Em entrevista à RFI, António Guterres ressalta importância da ONU na África em meio a crises globais
Em entrevista à RFI em Addis Abeba, na Etiópia, durante a 39ª Cúpula de Chefes de Estado e de Governo da União Africana, o secretário‑geral das Nações Unidas, António Guterres, falou sobre o trabalho da ONU em favor da paz e da segurança no continente africano, reafirmou sua defesa firme da ordem constitucional e comentou o papel da instituição em um mundo marcado por guerras prolongadas e pelo desafio climático.
Cristiana Soares, enviada especial da RFI a Addis Abeba (Etiópia)
Uma questão hoje em debate é o futuro do multilateralismo e se as Nações Unidas ainda têm capacidade para enfrentar desafios globais, como conflitos prolongados, tensões políticas e a crise climática.
"Muitas vezes, acusam as Nações Unidas ONU por problemas criados pelos próprios Estados‑membros", disse. "A ONU é um instrumento essencial para apoiar os países em direitos humanos e desenvolvimento. Obtivemos recentemente um avanço muito importante: constituímos o primeiro comitê científico independente sobre inteligência artificial, que será a autoridade global no tema que mais preocupa as pessoas", destacou.
"É evidente que não temos Exército. Não temos sanções, exceto as aprovadas pelo Conselho de Segurança - que, infelizmente, costuma refletir as divisões geopolíticas do mundo", lamentou.
Na sua última Cúpula da União Africana como secretário‑geral da ONU, Guterres apontou resultados concretos na prevenção de conflitos e na manutenção da paz. "A cooperação entre as Nações Unidas e a União Africana é exemplar, e essa cooperação nunca falhou."
Ele reconheceu, entretanto, que "muitos desafios e dificuldades" permanecem. "As interferências externas e mecanismos que minam a confiança entre as forças em confronto em vários cenários africanos tornam muito difícil a ação das Nações Unidas e da União Africana."
'A carnificina tem que parar' no Sudão
Sobre o Sudão, onde ocorre uma das piores crises humanitárias da atualidade, Guterres afirmou que a ONU tem atuado como catalisadora de esforços internacionais em busca da paz, ao promover uma reunião conjunta com a Liga Árabe, a União Africana e o IGAD (Autoridade Intergovernamental para o Desenvolvimento) para coordenar ações.
"Estamos buscando formas de consenso que permitam um cessar‑fogo e a desmilitarização de algumas zonas. Seguimos muito ativos na busca de soluções, de acesso humanitário e de desmilitarização, e não desistiremos até alcançar um resultado positivo", garantiu. "Infelizmente, os dois grupos em combate acreditam que podem vencer a guerra, o que dificulta a paz. E há também interferência externa, inclusive com fornecimento de armas aos beligerantes", denunciou.
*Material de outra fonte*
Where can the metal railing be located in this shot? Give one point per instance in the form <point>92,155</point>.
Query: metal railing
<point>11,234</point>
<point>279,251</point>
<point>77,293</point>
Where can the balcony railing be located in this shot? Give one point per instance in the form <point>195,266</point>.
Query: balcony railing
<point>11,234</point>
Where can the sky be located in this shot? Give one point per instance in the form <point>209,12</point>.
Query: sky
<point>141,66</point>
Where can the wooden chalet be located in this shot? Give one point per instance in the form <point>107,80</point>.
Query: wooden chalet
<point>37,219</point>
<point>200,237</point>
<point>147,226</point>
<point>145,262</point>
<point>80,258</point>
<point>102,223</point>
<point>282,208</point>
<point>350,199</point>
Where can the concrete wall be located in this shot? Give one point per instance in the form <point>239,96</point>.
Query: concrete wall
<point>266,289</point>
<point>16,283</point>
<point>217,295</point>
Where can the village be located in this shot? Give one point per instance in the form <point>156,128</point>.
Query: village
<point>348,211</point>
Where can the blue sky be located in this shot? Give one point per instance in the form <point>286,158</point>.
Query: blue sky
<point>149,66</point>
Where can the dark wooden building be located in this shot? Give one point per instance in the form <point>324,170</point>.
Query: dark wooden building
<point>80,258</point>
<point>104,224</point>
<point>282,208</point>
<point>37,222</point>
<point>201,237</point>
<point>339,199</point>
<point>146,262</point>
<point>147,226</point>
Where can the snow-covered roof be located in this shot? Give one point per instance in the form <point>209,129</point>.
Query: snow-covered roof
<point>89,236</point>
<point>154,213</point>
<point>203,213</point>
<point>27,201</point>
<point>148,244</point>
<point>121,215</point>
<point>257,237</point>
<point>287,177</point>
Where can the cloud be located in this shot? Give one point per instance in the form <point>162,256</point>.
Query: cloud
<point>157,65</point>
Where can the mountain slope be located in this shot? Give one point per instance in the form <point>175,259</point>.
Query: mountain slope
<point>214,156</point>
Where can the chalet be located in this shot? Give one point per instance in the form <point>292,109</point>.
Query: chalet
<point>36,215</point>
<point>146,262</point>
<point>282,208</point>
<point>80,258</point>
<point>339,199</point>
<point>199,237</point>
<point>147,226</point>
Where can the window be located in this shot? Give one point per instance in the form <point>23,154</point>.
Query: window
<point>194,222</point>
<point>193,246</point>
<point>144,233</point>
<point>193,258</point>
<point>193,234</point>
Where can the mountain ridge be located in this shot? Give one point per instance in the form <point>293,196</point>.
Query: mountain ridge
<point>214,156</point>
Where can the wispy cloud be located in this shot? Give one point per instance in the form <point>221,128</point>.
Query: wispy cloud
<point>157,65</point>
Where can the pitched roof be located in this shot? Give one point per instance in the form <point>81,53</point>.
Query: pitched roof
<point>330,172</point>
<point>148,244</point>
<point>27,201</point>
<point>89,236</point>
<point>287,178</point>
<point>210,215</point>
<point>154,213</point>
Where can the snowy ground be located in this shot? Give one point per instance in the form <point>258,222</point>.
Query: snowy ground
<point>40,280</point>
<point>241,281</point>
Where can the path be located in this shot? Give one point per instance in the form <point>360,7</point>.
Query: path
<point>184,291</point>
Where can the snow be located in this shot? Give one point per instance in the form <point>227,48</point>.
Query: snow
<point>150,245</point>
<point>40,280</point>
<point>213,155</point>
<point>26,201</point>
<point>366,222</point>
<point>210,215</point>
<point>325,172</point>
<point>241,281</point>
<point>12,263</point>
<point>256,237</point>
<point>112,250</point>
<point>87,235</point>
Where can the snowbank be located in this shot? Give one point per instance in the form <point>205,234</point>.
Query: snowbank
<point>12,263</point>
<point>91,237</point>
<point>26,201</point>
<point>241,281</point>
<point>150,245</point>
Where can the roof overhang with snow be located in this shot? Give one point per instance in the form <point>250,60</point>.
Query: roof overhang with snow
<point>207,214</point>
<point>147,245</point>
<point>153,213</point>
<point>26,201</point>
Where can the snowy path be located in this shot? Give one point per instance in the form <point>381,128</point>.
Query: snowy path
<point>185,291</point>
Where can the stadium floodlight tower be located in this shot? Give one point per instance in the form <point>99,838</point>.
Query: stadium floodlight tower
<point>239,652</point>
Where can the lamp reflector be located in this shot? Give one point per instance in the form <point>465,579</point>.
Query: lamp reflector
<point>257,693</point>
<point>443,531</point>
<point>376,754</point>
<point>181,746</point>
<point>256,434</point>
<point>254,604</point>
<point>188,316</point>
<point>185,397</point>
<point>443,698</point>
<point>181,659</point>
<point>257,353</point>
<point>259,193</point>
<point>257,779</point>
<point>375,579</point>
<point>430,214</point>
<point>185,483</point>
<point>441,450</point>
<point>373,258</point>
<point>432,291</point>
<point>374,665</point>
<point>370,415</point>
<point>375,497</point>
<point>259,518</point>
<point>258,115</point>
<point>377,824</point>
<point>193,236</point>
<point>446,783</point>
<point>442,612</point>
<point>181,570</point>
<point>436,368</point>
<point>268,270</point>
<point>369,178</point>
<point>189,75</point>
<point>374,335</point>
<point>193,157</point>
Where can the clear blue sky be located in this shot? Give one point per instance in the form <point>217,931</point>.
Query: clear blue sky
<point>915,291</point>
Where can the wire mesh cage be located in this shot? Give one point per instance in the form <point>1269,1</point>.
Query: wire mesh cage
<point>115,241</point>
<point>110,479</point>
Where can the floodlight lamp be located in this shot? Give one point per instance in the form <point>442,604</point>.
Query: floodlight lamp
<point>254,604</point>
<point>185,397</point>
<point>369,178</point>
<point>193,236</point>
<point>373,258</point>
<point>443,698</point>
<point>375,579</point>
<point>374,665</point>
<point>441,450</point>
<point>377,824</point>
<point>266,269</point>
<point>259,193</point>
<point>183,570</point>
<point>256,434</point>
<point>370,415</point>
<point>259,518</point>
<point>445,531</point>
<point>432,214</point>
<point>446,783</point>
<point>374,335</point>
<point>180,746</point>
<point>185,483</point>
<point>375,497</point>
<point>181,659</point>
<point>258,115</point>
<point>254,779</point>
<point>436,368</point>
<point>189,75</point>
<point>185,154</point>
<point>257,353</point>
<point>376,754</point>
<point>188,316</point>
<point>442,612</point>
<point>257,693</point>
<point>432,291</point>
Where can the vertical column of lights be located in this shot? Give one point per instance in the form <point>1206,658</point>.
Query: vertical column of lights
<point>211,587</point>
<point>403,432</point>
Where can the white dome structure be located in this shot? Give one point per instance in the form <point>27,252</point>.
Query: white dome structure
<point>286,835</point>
"A população sofre terrivelmente. A carnificina que vemos no Sudão é totalmente intolerável", alertou.
Guterres ainda manifestou grande preocupação com o terrorismo na província de Cabo Delgado, em Moçambique, e apelou à comunidade internacional, especialmente à União Europeia, para reforçar o apoio ao país.
Em Moçambique, o avanço do terrorismo no norte do país chamam a atenção da ONU. "O terrorismo em Cabo Delgado é mais uma expressão da expansão do terrorismo na África, que nos preocupa profundamente", lamentou. "No Sahel, na Somália, no norte do Congo - em todas essas regiões, a atuação de grupos terroristas é inquietante."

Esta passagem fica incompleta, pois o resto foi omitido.